Values R, M and P can be expressed in centimeters (the same units of measure are used for each factor).
It is important to note that the resiliency index of the sole 22 is assessed with the sole removed from the shoe 10, otherwise the results may be corrupted. For composite materials having a variable resiliency index over their surface, the measurement is performed in the region receiving the ball of the foot or the region receiving the heel. Indeed, structures that exhibit different resiliency indices at the ball region and at the heel region are similar to two soles placed side by side. In other words, the ball region is considered to form one sole while the heel region forms another sole. This definition is consistent with the meaning given to “sole” earlier in this specification. More specifically a layer of material does not need to extend under the entire plantar surface to form a sole; the layer may extend only under the ball region or under the heel region to be considered a sole.

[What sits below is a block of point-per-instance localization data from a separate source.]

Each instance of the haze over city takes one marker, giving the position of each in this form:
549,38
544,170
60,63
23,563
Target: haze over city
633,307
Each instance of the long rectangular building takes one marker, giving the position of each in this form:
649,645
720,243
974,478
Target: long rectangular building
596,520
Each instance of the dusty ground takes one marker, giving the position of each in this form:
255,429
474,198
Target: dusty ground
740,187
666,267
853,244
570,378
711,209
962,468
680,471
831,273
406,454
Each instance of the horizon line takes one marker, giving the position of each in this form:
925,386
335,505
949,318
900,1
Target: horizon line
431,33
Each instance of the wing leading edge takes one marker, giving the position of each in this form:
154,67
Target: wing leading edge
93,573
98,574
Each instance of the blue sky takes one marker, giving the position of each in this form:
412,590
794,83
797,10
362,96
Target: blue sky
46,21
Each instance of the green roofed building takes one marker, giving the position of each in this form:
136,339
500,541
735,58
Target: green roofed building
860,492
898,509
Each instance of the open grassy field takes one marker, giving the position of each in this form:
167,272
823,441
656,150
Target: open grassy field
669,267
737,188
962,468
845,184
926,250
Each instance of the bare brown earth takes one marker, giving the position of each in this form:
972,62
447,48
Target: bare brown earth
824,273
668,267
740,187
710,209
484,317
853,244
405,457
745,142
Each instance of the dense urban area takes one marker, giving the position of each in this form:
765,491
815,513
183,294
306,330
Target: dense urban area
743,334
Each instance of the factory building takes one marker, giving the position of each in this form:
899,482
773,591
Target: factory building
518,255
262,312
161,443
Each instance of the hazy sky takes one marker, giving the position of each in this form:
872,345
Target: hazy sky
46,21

The benefits of the invention are realized best when the insole 22 has a hardness within a predetermined range selected to enhance stability. The hardness should be in the range from about Shore A 2 to about Shore A 40, preferably from about Shore A 2 to about Shore A 14. Hardness is measured according to the standard test method for determining rubber property-durometer hardness (Annual book of ASTM Standards, Phila., ASTM, 1988, 09.01, pp 596-600). As in the case of the resiliency index measurement, hardness is determined on a sample separated from the shoe.

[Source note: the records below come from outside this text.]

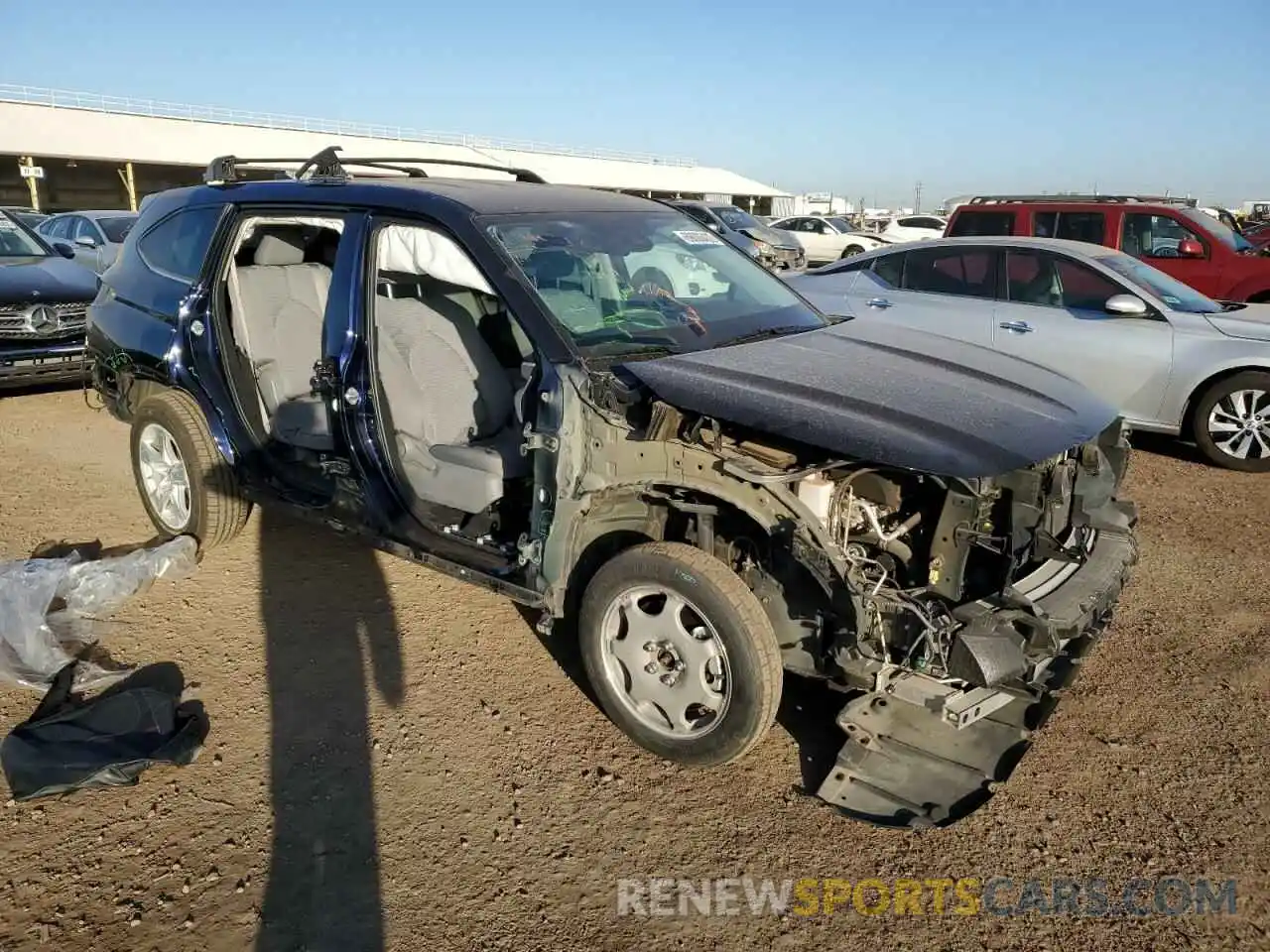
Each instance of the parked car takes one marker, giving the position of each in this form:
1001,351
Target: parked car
711,488
1173,235
1173,359
915,227
772,249
95,236
44,298
829,238
27,216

The sole 22 preferably has a thickness in the range from about 2 millimeters to about 50 millimeters, more preferably from about 5 millimeters to about 25 millimeters and most preferably from about 12 millimeters to about 20 millimeters.

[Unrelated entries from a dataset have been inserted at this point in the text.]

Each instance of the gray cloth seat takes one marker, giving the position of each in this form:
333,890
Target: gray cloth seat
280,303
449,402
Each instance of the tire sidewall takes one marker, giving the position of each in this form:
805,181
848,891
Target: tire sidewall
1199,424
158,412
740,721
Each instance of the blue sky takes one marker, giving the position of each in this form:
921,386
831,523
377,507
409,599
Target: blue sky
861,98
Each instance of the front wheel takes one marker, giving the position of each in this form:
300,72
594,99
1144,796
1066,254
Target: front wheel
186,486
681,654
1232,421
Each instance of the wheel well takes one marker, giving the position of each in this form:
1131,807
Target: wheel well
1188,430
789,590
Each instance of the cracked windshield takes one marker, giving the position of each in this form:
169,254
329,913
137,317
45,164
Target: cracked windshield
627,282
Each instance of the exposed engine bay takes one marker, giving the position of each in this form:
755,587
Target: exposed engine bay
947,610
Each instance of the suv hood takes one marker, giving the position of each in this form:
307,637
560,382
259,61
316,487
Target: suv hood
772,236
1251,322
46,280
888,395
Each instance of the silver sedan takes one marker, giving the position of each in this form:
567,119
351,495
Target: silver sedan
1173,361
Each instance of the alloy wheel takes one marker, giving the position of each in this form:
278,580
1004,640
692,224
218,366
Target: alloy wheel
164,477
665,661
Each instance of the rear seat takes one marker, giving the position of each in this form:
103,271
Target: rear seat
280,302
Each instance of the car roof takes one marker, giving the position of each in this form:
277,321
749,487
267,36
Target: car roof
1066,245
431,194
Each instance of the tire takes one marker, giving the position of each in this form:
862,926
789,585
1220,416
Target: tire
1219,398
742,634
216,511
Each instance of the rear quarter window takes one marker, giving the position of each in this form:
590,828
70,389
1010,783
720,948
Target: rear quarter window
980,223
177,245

Expanded polymer, available from Pandel Inc., Atlanta Ga., USA under the designation “TENNIS EMBEDDED FLOOR MATTING” is the material of choice for manufacturing the sole 22. This material is a PVC aerated polymer foam of Shore A5 hardness. FIG. 4 illustrates the low resiliency properties of this material. The resiliency index is assessed with the formula (R−M)/(P−M). The parameters P and M have values of 0.92 cm and 0.28 cm, respectively. R is the peak recovery value within the 2 and 3 second marks on the time axis. The peak is found at the 3 second mark and has a value of 0.38. This produces a resiliency index of 0.156.
FIG. 5 illustrates for comparison purposes the recovery pattern of EVA polymer aerated into expanded foam that is commonly used in athletic footwear. This material is considered unsuitable for use in an article of footwear, from the perspective of the present invention, because it is too resilient. The resiliency index of the EVA polymer is about 0.714.
A variant of the invention is illustrated in FIG. 2. Here, the improved sole is made part of a sock 24. More particularly, the sole is sewn or otherwise attached to the material enclosing the foot, so it faces the plantar surface of the foot.
The above description of preferred embodiments should not be interpreted in any limiting manner since variations and refinements are possible without departing from the spirit of the invention. The scope of the invention is limited by the terms of the following claims and their equivalents.